# Hot Mud on Plaster?



## Murphy (Mar 28, 2006)

We were called in to help sell this old house, one of the problems was that two of the walls had bubbling on them. So I talk to my drywall guy and he says just scape off the bubbles and skim coat with 45. 
By the way the bubble appear to be water damage that they assure me has been fixed for years since they got gutters. 
So I scape sand off all loose every thing and skim coat. 
My skim coat appeared to be bubbling out also. 
Can some one offer some advice???


----------



## mdshunk (Mar 13, 2005)

You need to get a moisture meter, brother.


----------



## Murphy (Mar 28, 2006)

I was thiinking that too the house seems to have that old aluminum siding that I'm guessing they wrapped over the existing siding, and I am afraid maybe the moisture is stuck in the wall.


----------



## Danahy (Oct 17, 2006)

Not knowing exactly what the conditions are for you, all I can do it warrant a guess. Anytime I'm doing anything patch wise, on anything plaster like... oil prime 

Oil prime obviously over the patch work, but if you're getting air flow behind the bubbles or moisture, try priming first, patch then prime again. 

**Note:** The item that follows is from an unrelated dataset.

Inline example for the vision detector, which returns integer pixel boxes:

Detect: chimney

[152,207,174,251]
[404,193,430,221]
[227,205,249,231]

Confused as to your 45 bubbling?...


----------



## Murphy (Mar 28, 2006)

Prime area that I just sanded down before I patch with 45 easy sand??


----------



## Frankawitz (Jun 17, 2006)

Could be a couple of things going on here, one if your patch is bubbling up there could be oil base paint that will not let the easy sand bond to, or two there still is moisture in the plaster which won't let the easy sand bond to. I would say it's number one. you need to sand it real good with 80 grit then try patching, if it don't work then there moistrue in the plaster. Where is this repair at in the house in a inside wall or outside wall that this is happening to? Got a pictrue you could post?


----------



## Murphy (Mar 28, 2006)

Inside wall and I sanded with 60 grit first. I have a pic but I don't know how to post it.


----------



## steve336 (Jan 7, 2007)

Is there any wallpaper left over thats been covered up over the years?
If so that would cause this.


----------



## Frankawitz (Jun 17, 2006)

try to post your picture in the gallery. is there a upstairs bathroom above the area were your having problems?


----------



## Murphy (Mar 28, 2006)

No upstairs bath I will post before and after pics when I am done.


----------



## smooth (Mar 12, 2007)

*Are the bubbles small ( fish eyes we call them)*

This is common when you skimm over a painted wall. The air in the mudd comes to the front instead of being absorbed, because of the primer and paint sealing the wall. I have found that a fast setting compound works well on the first coat so the bubbles don't have time to form. All you can do now is keep skimming with a thin mix till they disapear. Add a little fast-set.
after re reading your post I don't think you talking about fish eyes , dig out the air bubbles and refill them.The layers of paper in the drywall have seperated , trapping air.


----------